The fund, which will finance projects in their respective countries, as well as in Africa and the rest of Latin America, is a continuation of cooperative efforts that so far have included the construction of joint venture cement, tractor and automobile factories in Venezuela.
“We must be comrades in the construction of both our countries,” Ahmadinejad said at a ceremony at the Miraflores presidential palace here. “We have the potential of being among the most advanced countries in the world.”
All the problems of the world, he said, are the result of “powerful countries that only seek economic benefits and do not value human rights because all they are concerned with is lining the pockets of their multinational companies.”
Ahmadinejad is on a tour of several Latin American countries, including Venezuela, Nicaragua and Ecuador, where a string of leftist presidents have been or will be sworn in this month.

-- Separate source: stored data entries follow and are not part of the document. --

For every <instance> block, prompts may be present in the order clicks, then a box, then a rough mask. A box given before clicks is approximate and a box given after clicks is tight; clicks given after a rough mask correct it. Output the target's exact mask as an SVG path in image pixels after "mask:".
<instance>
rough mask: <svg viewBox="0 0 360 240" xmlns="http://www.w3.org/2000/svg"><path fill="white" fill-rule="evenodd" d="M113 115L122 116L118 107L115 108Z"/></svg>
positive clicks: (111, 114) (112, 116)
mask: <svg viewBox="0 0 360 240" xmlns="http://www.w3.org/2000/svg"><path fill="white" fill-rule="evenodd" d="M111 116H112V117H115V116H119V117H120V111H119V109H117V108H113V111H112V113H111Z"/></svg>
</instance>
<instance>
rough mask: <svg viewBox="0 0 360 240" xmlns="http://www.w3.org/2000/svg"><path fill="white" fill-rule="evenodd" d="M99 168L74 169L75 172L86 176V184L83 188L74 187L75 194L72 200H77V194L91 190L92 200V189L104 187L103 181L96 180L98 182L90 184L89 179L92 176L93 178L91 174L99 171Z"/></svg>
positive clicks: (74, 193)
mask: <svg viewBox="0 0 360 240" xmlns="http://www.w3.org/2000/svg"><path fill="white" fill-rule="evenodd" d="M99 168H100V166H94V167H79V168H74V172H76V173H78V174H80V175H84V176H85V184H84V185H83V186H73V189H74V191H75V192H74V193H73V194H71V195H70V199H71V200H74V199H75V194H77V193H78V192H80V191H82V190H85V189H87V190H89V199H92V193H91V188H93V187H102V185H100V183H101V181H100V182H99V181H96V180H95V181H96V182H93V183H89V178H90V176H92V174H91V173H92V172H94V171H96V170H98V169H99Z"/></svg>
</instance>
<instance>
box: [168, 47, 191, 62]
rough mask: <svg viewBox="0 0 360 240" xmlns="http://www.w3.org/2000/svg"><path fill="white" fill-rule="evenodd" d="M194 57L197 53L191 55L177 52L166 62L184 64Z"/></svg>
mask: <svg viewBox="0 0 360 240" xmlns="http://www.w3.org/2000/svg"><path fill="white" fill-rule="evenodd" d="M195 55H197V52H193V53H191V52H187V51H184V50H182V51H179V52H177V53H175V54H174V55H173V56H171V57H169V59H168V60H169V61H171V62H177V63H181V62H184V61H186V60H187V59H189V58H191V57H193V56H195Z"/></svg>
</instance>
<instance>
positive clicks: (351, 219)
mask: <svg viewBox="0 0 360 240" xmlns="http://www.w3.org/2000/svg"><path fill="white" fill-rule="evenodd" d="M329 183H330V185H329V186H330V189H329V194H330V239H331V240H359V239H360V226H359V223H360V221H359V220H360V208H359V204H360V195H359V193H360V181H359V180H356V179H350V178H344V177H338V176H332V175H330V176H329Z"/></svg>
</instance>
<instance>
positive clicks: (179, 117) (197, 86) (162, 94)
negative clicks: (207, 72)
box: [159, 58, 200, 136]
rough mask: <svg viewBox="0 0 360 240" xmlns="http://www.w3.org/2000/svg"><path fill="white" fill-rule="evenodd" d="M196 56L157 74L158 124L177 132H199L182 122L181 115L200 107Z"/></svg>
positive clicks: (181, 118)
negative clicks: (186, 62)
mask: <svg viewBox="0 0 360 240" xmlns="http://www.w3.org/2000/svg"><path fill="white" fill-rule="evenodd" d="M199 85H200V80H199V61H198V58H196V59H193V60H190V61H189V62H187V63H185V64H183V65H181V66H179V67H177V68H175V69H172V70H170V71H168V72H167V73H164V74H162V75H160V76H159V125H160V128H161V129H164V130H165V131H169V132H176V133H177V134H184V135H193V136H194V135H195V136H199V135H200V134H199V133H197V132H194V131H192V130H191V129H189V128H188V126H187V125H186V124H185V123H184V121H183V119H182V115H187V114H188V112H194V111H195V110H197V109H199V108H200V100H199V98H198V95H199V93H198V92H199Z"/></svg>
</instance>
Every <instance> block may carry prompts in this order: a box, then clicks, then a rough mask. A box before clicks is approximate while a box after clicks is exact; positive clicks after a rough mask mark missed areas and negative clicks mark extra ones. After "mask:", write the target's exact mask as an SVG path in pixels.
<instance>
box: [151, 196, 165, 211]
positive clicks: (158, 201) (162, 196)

He will attend Ecuadorean President-elect Rafael Correa’s inauguration Monday.
U.S. government officials have expressed concern over closer ties between the two countries, referring to what it has described as Iran’s sponsorship of Hezbollah, the Lebanese militant group believed to have been involved in the bombing of a Jewish community center in Buenos Aires, Argentina, in 1994 that left 85 people dead.
Ahmadinejad and Chavez signed 10 other agreements in energy, administration and other areas. In his remarks, Chavez said both countries were undergoing the “same revolution” and would work together to maintain oil prices at current levels.
“Imperialism won’t rest in its effort to weaken us and one of the strategies is to weaken the price of oil and dominate our reserves,” he said. “Our answer will be to defend prices and cut production.”